East Side Stories: How 15,000 trees turned into a life-long endeavour for Hawthorn’s bonsai master
“Rather than a love, I’d say bonsai is a commitment.”

Walking through the doors of Hawthorn’s Bonsai Farm, you can feel the hustle and bustle of trams and cars racing just outside fading away.
The face of Melbourne’s oldest bonsai nursery – 78-year-old Lindsay Farr – spoke to the Eastern Melburnian about his life-long devotion to the art of bonsai, a Chinese practice dating back more than 2,000 years ago.
✂️ What is bonsai? Dating back to about 700 AD in China and later introduced and refined by the Japanese, bonsai is the art of growing and shaping miniature trees in containers.
🎞️ 74 years ago: According to Farr, his love for horticulture comes from family: His grandfather owned a nursery in Canterbury East and his father a nursery on Croydon’s Main Street. Alongside this – and perhaps surprisingly – he credits the film The Wizard of Oz.
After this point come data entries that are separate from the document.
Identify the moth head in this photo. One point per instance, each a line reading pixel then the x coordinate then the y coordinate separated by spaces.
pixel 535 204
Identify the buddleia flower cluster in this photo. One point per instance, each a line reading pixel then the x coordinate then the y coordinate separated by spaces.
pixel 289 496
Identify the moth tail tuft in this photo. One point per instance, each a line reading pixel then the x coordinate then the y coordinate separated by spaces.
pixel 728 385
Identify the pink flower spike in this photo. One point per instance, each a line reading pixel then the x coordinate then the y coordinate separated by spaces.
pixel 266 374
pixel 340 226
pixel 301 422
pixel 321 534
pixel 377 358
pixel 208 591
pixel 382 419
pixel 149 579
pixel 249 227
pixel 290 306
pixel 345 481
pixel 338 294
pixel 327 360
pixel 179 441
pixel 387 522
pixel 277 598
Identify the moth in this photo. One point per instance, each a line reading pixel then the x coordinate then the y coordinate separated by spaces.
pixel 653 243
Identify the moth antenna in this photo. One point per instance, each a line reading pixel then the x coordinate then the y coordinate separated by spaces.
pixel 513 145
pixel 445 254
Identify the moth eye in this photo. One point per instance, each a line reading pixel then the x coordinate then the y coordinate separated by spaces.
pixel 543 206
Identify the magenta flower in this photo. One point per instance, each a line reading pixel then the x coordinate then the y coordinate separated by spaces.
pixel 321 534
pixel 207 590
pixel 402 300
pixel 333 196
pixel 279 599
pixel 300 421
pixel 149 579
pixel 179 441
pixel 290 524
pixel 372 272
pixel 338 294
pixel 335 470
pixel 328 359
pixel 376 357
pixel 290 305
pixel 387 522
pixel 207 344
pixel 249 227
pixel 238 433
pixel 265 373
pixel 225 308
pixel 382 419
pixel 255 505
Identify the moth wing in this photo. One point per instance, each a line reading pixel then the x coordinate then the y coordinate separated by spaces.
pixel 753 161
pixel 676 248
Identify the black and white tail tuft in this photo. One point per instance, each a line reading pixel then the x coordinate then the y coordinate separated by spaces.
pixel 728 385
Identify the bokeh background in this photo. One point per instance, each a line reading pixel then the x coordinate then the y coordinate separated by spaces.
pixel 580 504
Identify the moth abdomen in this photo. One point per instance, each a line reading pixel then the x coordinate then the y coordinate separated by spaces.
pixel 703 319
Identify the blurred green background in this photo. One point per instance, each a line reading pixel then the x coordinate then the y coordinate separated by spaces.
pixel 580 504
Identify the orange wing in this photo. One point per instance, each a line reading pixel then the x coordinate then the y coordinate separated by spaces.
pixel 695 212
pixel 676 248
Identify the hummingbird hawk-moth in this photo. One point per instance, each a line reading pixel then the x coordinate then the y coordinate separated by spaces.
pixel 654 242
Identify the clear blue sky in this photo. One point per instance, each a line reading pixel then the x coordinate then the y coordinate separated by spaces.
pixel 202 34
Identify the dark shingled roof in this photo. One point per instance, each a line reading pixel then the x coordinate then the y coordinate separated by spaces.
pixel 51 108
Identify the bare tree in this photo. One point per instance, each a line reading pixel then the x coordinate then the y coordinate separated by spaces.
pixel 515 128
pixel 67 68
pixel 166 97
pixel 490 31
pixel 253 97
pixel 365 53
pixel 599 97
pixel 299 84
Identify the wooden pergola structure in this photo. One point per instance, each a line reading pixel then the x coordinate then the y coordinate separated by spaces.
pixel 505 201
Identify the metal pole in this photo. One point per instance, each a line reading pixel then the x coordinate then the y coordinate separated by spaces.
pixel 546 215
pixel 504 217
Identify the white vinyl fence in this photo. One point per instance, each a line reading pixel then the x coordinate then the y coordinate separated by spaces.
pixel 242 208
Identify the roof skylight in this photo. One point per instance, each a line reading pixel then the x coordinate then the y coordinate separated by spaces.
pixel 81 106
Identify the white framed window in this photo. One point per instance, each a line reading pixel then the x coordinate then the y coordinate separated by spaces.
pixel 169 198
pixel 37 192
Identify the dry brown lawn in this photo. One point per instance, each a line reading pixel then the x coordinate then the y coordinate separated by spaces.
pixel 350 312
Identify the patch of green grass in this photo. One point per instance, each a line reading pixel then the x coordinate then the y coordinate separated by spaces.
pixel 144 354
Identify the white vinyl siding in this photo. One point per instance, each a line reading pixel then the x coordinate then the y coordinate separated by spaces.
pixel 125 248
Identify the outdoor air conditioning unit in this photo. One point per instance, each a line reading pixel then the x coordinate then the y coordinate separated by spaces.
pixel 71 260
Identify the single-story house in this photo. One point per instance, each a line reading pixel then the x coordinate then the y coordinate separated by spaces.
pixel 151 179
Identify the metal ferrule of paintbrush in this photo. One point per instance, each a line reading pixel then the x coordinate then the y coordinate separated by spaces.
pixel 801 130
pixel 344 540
🗣️ “There was a scene where a tree came to life animated and reached out and grabbed the Tin Man,” Farr told the Eastern Melburnian. “I found that terrifying as a five year old, and I fled from the theater in terror. But that very week, the ladies who formed the Victorian Bonsai Society came into my dad's nursery in Croydon and I looked at the pictures in their books and I said ‘This is for me’.”
🎷🪈 The music man: However, Farr didn’t enter the leafy world of his father and grandfather straight away, instead spending 15 years of his life as a musician. Farr played the saxophone and flute for bands like Daddy Cool in Melbourne and Harold Melvin and the Blue Notes in Boston.
Farr said he turned back to his roots after he began a family and started thinking about his children’s future.
🗣️ “I wanted to provide a stable environment for [my children] to grow up in and I didn't feel that a traveling musician was going to be the best way to do that,” said Farr.
Thus, the Bonsai Farm began.
🌳 Back to basics: Alongside his wife Marietta, Farr planted about 15,000 trees in a property at Kalorama to start the farm.
“Everyone thought I was crazy,” said Farr. “Of those 15,000, there's less than 50 left here now.”
👨🏫 Teaching the world: Farr began sharing what he had learnt from bonsai to others during the 1990s before being approached to film what is still the first and only TV series about bonsai – The Way of Bonsai – in 1999. He also developed a web series – Lindsay Farr’s World of Bonsai – in 2005.
🛑 No breaks: One of the hardest things was keeping all of the trees healthy during harsher and harsher summers, according to Farr.
🗣️“For 50 years, they haven't missed out on a drink on a hot day,” said Farr. “Rather than a love, I’d say bonsai is a commitment.”
😮💨 Simple meanings: Surrounded by the fruits of his labour, Farr said he believed the main lesson he had taken away was the “usefulness of the useless”.
“The use of it was for the human condition in sustaining through hard times,” said Farr. “Water overcomes all things and to come out this morning and water the trees, that soothed my troubled soul somewhat,” said Farr.